Unlike almost every rent control law in the country, the ordinance passed by St. Paul voters includes no exemption for new construction...
A radical rent control measures capping increases at 3% passed in St. Paul Minnesota.
The payback was immediate.
In last Tuesday's municipal election, 52 percent of voters approved Question 1, an ordinance that puts a hard annual 3 percent cap on rent increases. It makes no allowances for inflation or exemptions for vacant apartments and new construction that are typical in other rent control policies.
The new ordinance doesn't go into effect until May 2022. Nevertheless, several real estate companies with large projects in the works have already announced that they're pulling their permit applications.
That includes Ryan Companies. Local NBC affiliate KARE 11 reports that the company pulled applications for three buildings in its proposed 3,800-unit Highland Bridge project.
Other developers are singing a similar tune.
"We, like everybody else, are re-evaluating what—if any—future business activity we'll be doing in St. Paul," Jim Stolpestad, founder of development company Exeter, told the Minneapolis Star-Tribune.
The Star-Tribune reports that developers have also been calling Nicolle Goodman, the city's director of planning and economic development, to say that they were placing hundreds of new units on hold in response to the passage of rent control.
All of this could well encourage landlords to just get out of the rental market altogether and sell their properties to owner-occupiers. Rising home values in St. Paul, where prices have increased 12 percent in the last year, only make this option more attractive for landlords.
This is what happened in San Francisco where an expansion of preexisting rent controls led to a 15 percent reduction in the supply of rental housing, according to one 2018 study. That study found that incumbent tenants benefited handsomely from the limits on rent increases but that their windfall came "at the great expense of welfare losses from future inhabitants."
Despite the insanity of doing something that's tried and failed everywhere, St. Paul voters upped the ante by passing the most restrictive measure ever.
Blame Mayor Melvin Carter.

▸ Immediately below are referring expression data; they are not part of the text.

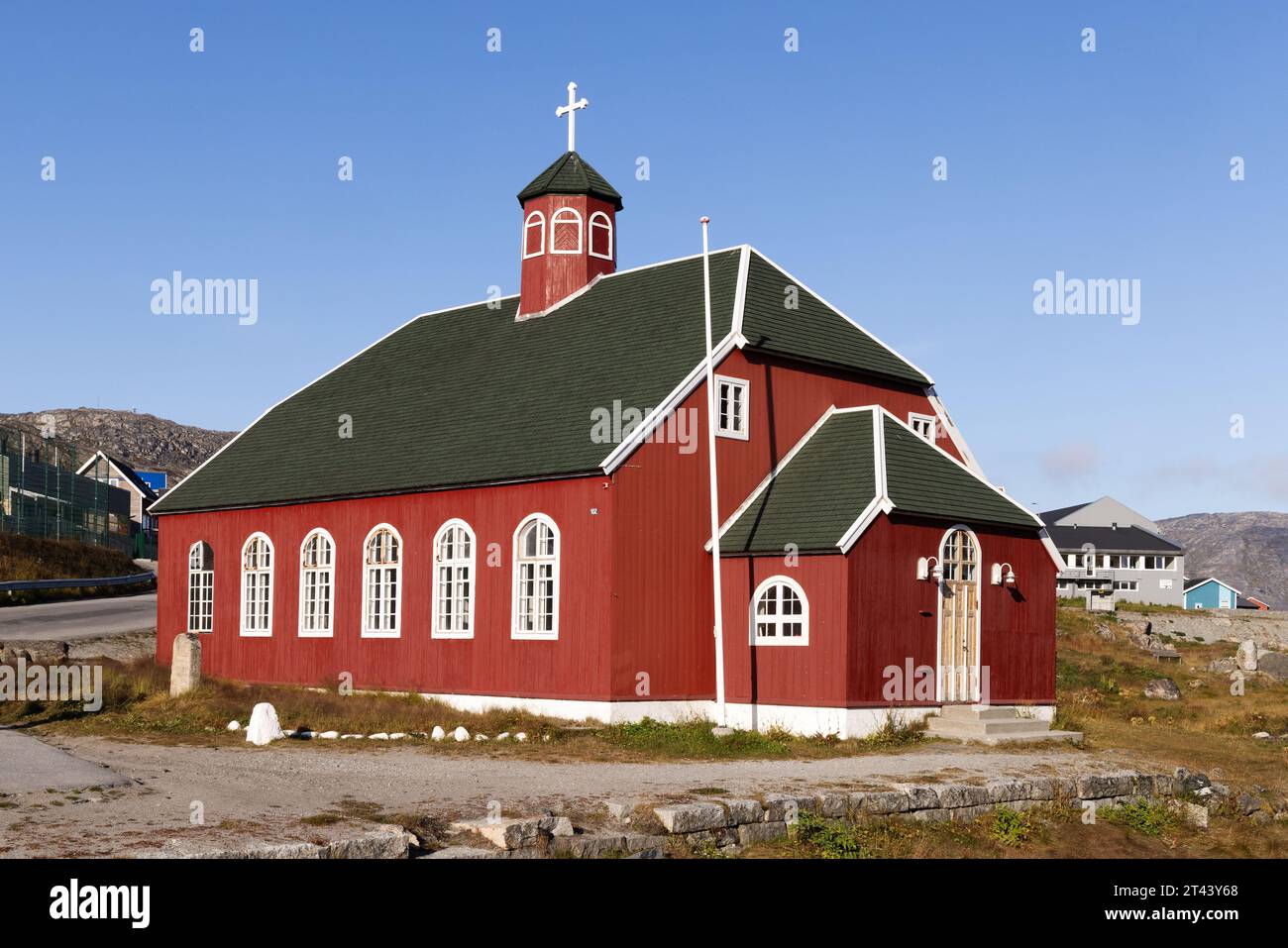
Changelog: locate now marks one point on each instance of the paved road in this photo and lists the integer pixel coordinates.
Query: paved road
(31, 767)
(78, 618)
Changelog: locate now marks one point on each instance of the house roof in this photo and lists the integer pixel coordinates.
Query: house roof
(571, 174)
(1192, 583)
(853, 463)
(125, 472)
(1050, 517)
(1109, 539)
(471, 395)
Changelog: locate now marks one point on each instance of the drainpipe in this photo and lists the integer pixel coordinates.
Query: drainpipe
(721, 710)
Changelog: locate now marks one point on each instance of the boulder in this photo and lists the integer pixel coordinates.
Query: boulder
(263, 727)
(1245, 659)
(184, 664)
(1274, 665)
(1162, 687)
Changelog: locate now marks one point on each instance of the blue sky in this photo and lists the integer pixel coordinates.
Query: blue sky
(1113, 163)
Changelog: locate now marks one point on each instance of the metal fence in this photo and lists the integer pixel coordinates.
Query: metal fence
(43, 496)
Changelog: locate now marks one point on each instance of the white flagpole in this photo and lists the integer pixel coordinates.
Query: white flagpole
(721, 711)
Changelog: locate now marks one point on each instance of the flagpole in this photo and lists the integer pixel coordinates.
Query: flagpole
(721, 710)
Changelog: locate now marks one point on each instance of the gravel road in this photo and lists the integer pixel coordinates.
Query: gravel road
(263, 792)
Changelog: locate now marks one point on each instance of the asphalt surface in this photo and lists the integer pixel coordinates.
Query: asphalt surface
(29, 767)
(78, 618)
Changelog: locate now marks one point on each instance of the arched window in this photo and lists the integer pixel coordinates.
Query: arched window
(566, 232)
(780, 613)
(454, 581)
(257, 586)
(536, 579)
(381, 583)
(317, 584)
(533, 235)
(201, 587)
(600, 236)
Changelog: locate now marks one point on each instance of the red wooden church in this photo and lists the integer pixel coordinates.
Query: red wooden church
(506, 504)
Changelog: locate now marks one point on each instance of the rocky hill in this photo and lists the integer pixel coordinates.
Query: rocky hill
(1248, 550)
(143, 441)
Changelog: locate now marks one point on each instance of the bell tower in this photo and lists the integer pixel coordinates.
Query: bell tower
(570, 224)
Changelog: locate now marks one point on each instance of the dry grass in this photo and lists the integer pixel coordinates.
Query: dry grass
(137, 704)
(1100, 690)
(1051, 832)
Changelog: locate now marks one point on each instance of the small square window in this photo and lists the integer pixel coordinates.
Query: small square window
(923, 425)
(732, 397)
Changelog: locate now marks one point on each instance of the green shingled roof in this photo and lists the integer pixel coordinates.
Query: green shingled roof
(832, 476)
(571, 174)
(471, 395)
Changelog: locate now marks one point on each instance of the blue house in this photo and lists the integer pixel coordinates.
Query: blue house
(1210, 592)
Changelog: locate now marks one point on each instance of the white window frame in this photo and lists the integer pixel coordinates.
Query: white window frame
(515, 633)
(321, 535)
(533, 219)
(777, 621)
(555, 222)
(600, 219)
(395, 630)
(721, 429)
(455, 566)
(201, 570)
(927, 420)
(267, 631)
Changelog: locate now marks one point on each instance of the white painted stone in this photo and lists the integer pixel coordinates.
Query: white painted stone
(265, 727)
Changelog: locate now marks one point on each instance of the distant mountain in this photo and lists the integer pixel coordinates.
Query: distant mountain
(142, 441)
(1248, 550)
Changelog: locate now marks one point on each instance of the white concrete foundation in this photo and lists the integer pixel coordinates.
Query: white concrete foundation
(841, 721)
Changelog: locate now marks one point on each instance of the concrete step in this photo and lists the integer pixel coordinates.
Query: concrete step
(977, 712)
(1034, 736)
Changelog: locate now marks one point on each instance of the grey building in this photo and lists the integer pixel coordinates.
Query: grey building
(1113, 554)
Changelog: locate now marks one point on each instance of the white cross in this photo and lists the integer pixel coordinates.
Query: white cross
(571, 111)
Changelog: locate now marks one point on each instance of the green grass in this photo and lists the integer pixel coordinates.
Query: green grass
(1012, 827)
(1142, 815)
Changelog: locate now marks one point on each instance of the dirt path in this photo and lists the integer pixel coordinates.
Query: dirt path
(263, 792)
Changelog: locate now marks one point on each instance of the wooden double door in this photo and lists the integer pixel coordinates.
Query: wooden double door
(958, 618)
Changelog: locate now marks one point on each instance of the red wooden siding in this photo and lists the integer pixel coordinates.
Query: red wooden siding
(812, 674)
(550, 277)
(574, 666)
(662, 616)
(893, 614)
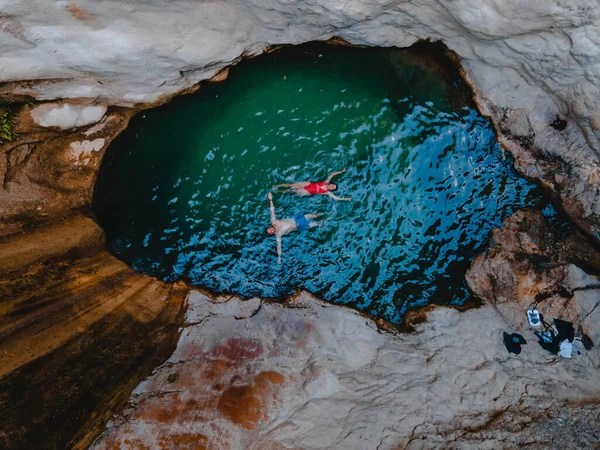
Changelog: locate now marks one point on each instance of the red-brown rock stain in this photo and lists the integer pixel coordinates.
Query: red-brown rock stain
(247, 405)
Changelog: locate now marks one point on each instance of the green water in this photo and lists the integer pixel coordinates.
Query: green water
(182, 193)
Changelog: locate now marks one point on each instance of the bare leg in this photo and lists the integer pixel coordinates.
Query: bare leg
(312, 216)
(292, 185)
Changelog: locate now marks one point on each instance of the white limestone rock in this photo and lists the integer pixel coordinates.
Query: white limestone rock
(81, 152)
(65, 115)
(294, 377)
(537, 57)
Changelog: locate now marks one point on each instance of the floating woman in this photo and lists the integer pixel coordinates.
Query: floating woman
(314, 188)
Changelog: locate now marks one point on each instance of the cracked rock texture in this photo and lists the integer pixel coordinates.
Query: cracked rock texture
(534, 65)
(309, 375)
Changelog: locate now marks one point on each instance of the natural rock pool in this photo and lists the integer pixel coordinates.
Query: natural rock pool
(182, 193)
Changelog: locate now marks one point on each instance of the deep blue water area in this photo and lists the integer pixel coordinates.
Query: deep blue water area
(182, 193)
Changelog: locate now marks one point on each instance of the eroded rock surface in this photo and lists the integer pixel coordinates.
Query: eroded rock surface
(533, 65)
(529, 264)
(309, 375)
(78, 330)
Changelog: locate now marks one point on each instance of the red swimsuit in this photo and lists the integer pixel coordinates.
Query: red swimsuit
(316, 188)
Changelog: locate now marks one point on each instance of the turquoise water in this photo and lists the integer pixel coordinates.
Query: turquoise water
(182, 193)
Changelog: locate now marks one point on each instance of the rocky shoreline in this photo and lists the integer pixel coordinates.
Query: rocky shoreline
(80, 330)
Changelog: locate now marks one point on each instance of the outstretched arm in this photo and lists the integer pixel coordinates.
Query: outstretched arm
(333, 175)
(278, 238)
(272, 207)
(335, 197)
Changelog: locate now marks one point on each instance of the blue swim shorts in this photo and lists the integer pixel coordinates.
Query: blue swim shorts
(302, 223)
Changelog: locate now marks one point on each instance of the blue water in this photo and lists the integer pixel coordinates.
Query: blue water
(182, 192)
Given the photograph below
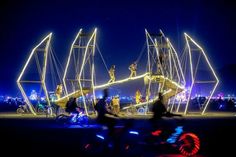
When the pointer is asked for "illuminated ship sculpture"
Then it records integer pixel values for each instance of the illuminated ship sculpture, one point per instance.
(164, 71)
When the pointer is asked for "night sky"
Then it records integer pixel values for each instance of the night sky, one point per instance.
(120, 26)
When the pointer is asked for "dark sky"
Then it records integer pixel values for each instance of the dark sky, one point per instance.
(120, 29)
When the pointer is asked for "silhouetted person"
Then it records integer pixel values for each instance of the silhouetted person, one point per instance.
(103, 112)
(71, 106)
(158, 108)
(112, 74)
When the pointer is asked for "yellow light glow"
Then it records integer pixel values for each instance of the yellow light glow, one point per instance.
(68, 60)
(82, 67)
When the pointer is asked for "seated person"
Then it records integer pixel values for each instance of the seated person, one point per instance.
(71, 106)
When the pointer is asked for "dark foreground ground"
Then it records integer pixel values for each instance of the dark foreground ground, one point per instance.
(31, 136)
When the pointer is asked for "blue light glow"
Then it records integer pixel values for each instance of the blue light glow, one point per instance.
(134, 132)
(174, 136)
(100, 136)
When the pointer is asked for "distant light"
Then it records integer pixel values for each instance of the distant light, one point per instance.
(134, 132)
(100, 136)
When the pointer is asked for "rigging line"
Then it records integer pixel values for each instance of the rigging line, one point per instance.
(141, 52)
(74, 61)
(102, 57)
(50, 64)
(196, 68)
(57, 61)
(38, 65)
(56, 67)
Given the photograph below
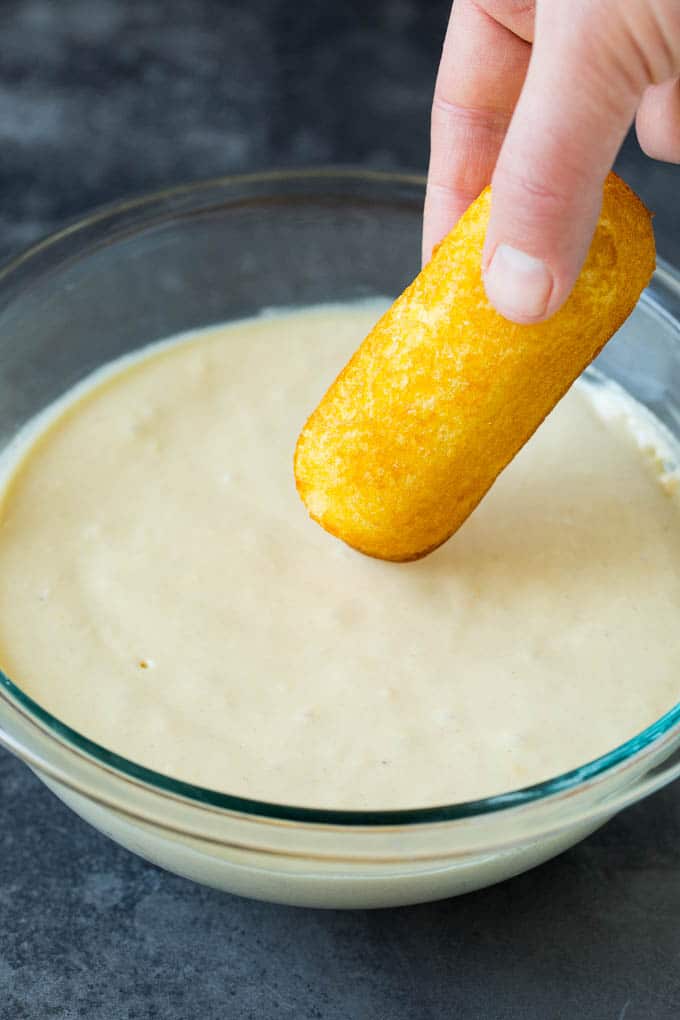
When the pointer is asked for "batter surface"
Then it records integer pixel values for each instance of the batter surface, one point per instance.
(163, 592)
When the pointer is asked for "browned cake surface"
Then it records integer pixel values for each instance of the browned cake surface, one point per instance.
(443, 391)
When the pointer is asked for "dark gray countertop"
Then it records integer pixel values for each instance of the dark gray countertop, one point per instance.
(102, 98)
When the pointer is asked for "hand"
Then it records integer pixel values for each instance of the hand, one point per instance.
(543, 123)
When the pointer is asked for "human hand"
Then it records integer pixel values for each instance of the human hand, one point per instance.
(536, 98)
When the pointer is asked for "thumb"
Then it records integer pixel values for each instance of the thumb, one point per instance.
(574, 110)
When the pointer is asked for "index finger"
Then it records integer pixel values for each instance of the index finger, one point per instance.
(480, 77)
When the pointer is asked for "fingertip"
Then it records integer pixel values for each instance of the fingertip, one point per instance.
(519, 286)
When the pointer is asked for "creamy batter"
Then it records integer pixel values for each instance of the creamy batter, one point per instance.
(163, 592)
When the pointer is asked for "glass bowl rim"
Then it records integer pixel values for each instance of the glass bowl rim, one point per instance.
(55, 729)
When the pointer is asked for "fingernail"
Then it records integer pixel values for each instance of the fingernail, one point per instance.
(518, 285)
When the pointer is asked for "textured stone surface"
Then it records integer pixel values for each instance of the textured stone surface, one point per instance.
(101, 98)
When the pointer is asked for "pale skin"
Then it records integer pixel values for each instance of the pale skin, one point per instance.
(536, 98)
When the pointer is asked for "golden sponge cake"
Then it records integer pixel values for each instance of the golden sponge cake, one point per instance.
(443, 391)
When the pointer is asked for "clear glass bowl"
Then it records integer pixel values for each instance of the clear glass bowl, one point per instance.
(215, 251)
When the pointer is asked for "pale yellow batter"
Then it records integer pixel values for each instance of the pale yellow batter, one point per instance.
(163, 591)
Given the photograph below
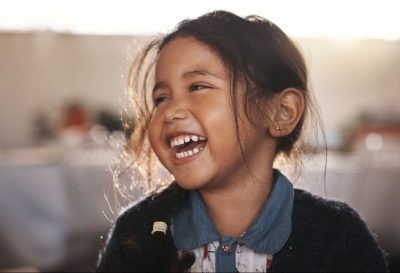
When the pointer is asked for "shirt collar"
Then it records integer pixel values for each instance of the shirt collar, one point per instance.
(193, 227)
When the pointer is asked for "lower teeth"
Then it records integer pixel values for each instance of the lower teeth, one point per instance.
(188, 153)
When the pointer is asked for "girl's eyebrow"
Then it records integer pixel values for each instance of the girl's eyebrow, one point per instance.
(199, 71)
(188, 74)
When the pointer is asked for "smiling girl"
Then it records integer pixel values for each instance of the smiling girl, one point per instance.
(229, 95)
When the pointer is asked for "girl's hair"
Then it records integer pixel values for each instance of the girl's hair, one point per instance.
(255, 51)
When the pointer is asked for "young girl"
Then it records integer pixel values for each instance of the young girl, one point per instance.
(229, 95)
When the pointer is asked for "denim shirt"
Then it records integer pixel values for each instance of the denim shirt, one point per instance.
(193, 228)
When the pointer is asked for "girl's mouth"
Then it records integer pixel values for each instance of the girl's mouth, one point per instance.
(185, 146)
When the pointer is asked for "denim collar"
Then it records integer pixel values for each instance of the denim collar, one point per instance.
(192, 226)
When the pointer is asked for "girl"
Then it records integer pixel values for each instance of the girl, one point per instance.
(229, 95)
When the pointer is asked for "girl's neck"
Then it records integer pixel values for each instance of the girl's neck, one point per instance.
(233, 209)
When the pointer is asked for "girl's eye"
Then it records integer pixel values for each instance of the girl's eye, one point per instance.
(159, 100)
(197, 86)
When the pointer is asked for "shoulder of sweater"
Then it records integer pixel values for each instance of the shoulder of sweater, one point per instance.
(305, 201)
(135, 215)
(310, 209)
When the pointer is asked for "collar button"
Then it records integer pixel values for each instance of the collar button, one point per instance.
(227, 248)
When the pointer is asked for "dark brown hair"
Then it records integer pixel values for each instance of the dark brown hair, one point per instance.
(255, 51)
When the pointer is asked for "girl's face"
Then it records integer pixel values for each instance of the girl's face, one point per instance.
(192, 130)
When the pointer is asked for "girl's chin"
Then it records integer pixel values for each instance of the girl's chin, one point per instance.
(190, 185)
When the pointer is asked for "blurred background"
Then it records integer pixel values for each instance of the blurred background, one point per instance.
(63, 68)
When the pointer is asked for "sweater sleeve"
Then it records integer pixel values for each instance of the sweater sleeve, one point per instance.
(358, 251)
(122, 250)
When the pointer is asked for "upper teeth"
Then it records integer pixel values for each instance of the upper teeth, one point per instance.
(180, 140)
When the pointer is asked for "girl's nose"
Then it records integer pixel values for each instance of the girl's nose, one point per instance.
(175, 112)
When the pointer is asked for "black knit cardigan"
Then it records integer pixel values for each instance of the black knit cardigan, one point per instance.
(327, 236)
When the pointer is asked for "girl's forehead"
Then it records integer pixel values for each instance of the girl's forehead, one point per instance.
(183, 54)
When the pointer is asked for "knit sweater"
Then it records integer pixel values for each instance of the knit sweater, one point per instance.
(327, 236)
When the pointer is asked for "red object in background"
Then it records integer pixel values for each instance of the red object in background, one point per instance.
(75, 117)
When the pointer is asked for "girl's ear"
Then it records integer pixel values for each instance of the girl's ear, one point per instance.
(288, 107)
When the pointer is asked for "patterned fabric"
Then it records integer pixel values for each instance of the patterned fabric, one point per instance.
(246, 259)
(192, 226)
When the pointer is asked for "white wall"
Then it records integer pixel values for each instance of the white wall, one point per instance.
(43, 71)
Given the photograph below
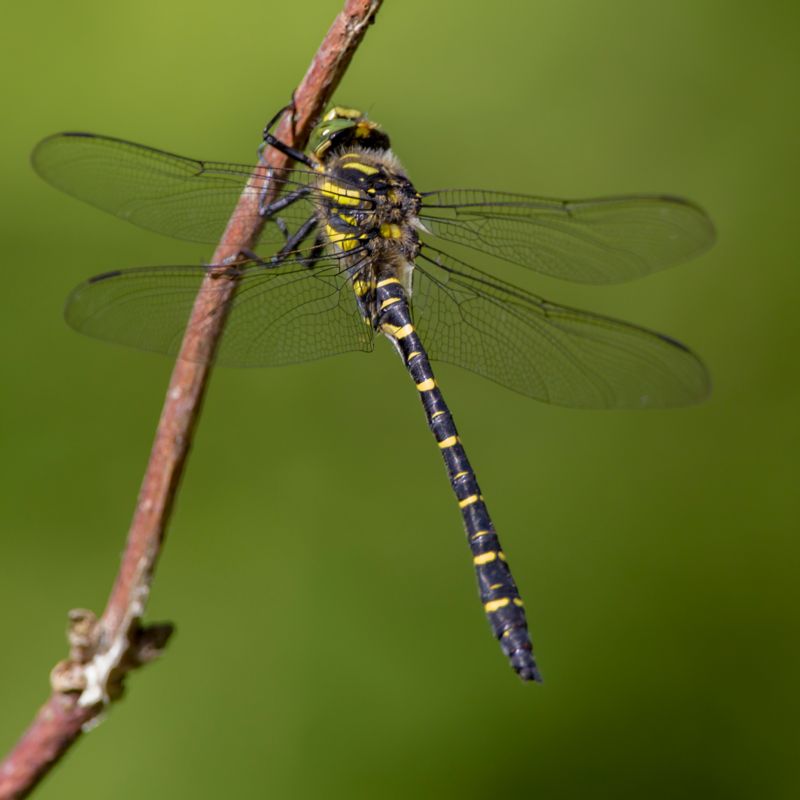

He backed the initiative and it only barely passed.
Carter's not so brilliant idea (lie) was he could amend the law after it passed.
Whatever the outcome of this ballot question, our work will continue. Bold action on our housing and equity goals cannot wait. (2/2)— Melvin Carter (@melvincarter3) October 12, 2021
But he can't materially change the bill nor can the city council.
The problem for Carter, which he knew in advance, is the council cannot by law make "substantive" changes to the law.
The city council president admitted what Carter now wants to do is "substantive".
Rent Control Advocates Celebrate
Despite the clear housing disaster that awaits, Rent Control Advocates Celebrate.
“We didn’t wait for policymakers or funders. We leveraged the power of the people and direct democracy to do this for ourselves,” said Danielle Swift, an organizer with the Frogtown Neighborhood Association. “Text banking, phone banking, door-to-door, 100 percent grassroots organizing got it done.”
Alarmed by overnight rent hikes for low-income tenants, organizations such as the Housing Justice Center, TakeAction Minnesota, the Alliance and the West Side Community Organization gathered signatures to get their own rent-control proposal on the Nov. 2 ballot by petition.
Swift blamed “generations of economic exploitation and exclusion from homeownership” for marginalizing communities of color — some 82 percent of the city’s Black households rent, compared to 39 percent of white households.
“This policy will have a dramatic and immediate impact in advancing housing and racial justice in our city,” she said.
Judging from rent prices, there is already a severe shortage of housing in St. Paul.
The most likely reason is fear of something like this or insurance and maintenance hikes in the wake of George Floyd riots.
And now that the bill has passed many new development projects, some for thousands of units, were cancelled.
Small landlords will sell to live-in owners further reducing supply.
Finally, with 3% caps regardless of tax hikes, inflation or any other issues, landlords will not make capital improvements to their property.
The overall quality of remaining rental units is sure to decline.